A few days later, at a town hall meeting held in the community where Tamir lived and died in order for residents to ask questions about what happened and discuss ways police could do better in future situations like this one; Chief Williams made himself available alongside other officials including Mayor Frank Jackson and Police Director Michael McGrath so they could hear concerns directly from those living there rather than having those concerns filtered through media channels first (Note: this is not something done by all departments).

The new and improved way – In cases such as these where there is no video evidence like in Rice’s case or Walter Scott’s case (North Charleston Police Officer Michael Slager shot and killed Scott after a traffic stop on April 4, 2015) where police arrive at a scene and find video evidence, departments are releasing video evidence when it exists to combat rumors that may be circulating about an incident and to show the public what happened.
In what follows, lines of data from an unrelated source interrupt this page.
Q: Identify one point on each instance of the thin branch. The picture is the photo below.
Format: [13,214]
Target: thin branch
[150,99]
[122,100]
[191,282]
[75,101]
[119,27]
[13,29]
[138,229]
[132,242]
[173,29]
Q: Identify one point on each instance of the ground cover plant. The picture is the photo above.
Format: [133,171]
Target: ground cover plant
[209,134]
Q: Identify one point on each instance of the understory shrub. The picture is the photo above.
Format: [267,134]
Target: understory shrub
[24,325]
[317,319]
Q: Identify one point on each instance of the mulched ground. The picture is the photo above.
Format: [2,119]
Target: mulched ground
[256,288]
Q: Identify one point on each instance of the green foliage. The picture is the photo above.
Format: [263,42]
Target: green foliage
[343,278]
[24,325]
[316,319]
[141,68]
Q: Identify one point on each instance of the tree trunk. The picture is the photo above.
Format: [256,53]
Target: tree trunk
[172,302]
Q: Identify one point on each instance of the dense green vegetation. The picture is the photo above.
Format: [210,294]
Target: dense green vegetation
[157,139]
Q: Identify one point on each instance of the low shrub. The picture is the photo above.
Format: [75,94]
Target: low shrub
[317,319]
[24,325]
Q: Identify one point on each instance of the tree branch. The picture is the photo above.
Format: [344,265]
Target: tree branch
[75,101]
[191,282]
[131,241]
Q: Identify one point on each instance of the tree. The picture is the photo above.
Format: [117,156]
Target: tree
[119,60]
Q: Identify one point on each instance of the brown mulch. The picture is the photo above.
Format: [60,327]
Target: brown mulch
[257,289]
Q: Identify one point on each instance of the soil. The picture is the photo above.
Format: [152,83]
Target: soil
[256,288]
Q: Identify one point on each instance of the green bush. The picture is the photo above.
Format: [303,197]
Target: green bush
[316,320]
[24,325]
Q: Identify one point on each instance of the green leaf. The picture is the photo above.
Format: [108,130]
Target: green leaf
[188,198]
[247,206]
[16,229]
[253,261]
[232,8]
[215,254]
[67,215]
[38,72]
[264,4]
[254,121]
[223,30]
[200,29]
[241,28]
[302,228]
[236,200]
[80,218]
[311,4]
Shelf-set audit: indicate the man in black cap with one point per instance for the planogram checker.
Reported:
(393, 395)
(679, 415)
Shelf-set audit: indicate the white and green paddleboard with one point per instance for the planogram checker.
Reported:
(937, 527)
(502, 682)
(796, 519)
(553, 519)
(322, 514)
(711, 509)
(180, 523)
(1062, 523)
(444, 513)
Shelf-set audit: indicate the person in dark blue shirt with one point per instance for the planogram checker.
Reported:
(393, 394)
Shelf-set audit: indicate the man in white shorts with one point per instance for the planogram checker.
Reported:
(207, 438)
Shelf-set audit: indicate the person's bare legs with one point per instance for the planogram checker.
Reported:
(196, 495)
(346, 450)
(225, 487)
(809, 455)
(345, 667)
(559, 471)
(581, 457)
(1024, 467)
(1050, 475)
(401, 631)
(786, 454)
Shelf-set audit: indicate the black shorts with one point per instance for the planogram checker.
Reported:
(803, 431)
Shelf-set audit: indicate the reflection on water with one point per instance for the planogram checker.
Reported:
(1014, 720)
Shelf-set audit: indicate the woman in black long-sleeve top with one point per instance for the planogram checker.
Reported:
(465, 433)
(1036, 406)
In cases such as these, where there is no video evidence like in Rice’s case or Walter Scott’s case (North Charleston Police Officer Michael Slager shot and killed Scott after a traffic stop on April 4, 2015) where police arrive at a scene and find video evidence, departments are releasing video evidence when it exists to combat rumors that may be circulating about an incident and to show the public what happened.

This is important because, in these situations, transparency is critical. The more transparent you are with your community and media partners, the more trust they will have in you as an agency. They will scrutinize what happened during this event which can lead them to believe that nothing was covered up by law enforcement officials.

Law enforcement agencies must communicate directly with their communities about their procedures for handling officer-involved shootings; this includes communicating promptly, which means within 24 hours of when something happens or shortly thereafter if it takes longer than 24 hours.

Conclusion

It is imperative that Public Informations Officers and their chain of command be honest and open about every detail available to the public after an Officer-Involved shooting has occurred. This could be done effectively by Tweeting out facts as you know them to be at that time. Inform the public immediately via Social Media that the shooting has occurred, and more information will follow. Alternatively, if you wait days or even hours to hold a press conference, it may be too late to save the reputation of the Agency.